US forces have seized a vessel carrying 1.9 million barrels of Iranian oil, according to US Attorney Pirro, executed under a federal seizure warrant. The odds of US escorts through the Strait of Hormuz by April 30 sit at 5.5% YES.
Market reaction
The Hormuz escort market dropped from 6% a day ago and from 16% a week ago. The April 30 contract trades at 5.5% YES even after the seizure. Moving the price five points requires $1,491, indicating moderate liquidity.

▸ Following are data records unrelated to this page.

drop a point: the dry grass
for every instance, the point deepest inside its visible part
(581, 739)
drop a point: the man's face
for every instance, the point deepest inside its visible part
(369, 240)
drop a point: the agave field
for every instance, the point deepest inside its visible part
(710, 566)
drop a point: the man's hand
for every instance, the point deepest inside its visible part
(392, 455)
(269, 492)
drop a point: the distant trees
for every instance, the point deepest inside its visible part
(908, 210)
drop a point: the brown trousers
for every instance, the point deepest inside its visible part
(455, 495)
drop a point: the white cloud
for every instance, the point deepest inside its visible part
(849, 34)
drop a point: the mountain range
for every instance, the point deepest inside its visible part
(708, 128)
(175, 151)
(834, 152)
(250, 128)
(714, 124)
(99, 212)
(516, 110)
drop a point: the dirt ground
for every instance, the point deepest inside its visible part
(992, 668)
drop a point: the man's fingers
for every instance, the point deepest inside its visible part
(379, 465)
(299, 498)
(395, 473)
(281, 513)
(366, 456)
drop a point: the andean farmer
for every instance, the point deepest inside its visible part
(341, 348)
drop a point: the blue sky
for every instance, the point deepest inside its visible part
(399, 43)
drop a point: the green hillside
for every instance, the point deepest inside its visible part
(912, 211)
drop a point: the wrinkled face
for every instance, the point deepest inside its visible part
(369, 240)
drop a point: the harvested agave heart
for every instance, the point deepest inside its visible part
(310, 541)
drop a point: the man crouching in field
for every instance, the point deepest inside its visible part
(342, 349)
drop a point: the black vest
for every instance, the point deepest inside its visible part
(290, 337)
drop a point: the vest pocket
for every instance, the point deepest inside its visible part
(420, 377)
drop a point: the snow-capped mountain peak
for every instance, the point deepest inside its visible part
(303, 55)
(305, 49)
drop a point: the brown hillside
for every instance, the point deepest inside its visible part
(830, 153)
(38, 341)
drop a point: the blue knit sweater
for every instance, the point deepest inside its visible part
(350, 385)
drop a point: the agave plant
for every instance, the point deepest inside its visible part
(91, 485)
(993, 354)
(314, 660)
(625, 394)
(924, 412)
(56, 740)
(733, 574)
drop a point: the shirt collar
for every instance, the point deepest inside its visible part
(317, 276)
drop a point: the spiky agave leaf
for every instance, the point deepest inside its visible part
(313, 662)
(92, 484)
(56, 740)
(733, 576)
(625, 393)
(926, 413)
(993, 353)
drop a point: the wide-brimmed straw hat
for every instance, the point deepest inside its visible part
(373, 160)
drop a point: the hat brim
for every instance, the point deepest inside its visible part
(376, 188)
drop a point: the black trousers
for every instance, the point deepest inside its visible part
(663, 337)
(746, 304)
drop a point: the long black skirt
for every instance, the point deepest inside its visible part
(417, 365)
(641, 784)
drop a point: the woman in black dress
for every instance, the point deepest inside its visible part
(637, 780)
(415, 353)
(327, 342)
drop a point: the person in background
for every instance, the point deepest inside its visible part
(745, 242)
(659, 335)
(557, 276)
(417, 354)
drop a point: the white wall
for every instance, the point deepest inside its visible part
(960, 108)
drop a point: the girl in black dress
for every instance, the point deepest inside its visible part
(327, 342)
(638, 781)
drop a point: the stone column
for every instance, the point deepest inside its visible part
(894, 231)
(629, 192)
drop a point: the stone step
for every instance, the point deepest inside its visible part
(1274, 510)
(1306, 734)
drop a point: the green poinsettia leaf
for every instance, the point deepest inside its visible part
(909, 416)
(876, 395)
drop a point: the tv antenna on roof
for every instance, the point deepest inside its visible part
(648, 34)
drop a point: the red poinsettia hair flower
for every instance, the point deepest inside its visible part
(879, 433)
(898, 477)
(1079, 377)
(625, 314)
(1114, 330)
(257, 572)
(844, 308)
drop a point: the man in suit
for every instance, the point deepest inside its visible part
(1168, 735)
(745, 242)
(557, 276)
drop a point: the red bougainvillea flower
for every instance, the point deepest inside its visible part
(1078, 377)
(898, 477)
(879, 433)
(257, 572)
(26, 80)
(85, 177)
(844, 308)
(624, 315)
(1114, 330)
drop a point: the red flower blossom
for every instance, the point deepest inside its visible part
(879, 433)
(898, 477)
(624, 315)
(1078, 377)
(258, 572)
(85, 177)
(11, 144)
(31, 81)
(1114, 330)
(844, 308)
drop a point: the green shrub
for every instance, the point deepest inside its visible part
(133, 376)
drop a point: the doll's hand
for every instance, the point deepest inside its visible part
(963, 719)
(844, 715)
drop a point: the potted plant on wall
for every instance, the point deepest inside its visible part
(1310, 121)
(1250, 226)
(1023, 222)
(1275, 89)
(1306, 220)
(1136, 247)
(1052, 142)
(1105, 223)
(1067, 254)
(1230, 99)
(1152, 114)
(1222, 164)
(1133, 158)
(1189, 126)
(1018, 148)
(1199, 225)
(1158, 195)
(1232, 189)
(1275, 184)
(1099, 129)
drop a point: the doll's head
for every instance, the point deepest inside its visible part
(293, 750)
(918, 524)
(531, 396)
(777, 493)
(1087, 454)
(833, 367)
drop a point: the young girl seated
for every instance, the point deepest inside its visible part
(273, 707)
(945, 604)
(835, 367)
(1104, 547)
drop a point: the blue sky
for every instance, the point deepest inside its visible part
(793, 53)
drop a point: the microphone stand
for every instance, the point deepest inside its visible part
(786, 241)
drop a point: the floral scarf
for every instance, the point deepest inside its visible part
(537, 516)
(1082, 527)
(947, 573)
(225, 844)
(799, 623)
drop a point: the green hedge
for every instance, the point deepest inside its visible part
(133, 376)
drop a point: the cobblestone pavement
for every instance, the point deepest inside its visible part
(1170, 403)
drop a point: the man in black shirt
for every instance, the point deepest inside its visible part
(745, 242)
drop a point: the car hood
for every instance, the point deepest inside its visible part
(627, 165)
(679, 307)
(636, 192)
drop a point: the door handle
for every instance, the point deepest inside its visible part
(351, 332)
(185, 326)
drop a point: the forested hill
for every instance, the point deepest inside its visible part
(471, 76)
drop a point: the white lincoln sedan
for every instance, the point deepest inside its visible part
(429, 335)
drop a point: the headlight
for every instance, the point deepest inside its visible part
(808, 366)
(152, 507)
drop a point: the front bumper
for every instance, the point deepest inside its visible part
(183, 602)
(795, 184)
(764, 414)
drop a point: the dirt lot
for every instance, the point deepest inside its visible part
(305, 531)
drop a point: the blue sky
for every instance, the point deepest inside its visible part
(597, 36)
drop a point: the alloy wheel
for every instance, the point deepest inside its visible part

The probability of Iran successfully targeting ships by April 30 is at 8.9% YES, down sharply from 31% a day ago. The largest move in that market was an 8-point drop, suggesting traders read the seizure as reducing rather than increasing the risk of Iranian ship targeting. The Iran targeting market has thin liquidity: $272 can move the odds five points.
Why it matters
The seizure is a direct escalation, but traders are pricing it as insufficient to trigger either a wave of military escorts or Iranian retaliations in the near term. Tensions were already elevated, and the market’s response, with both contracts falling over the past week, implies that traders see the seizure as a contained enforcement action rather than a precursor to broader conflict. At 5.5¢, a YES share for US escorts pays $1 if it resolves, a potential 18x return. The value depends on whether this incident prompts a decisive US military response within the next week.
What to watch
Official statements from CENTCOM and the Pentagon, along with any response from Iran’s IRGC, are the most likely catalysts to move these contracts in either direction.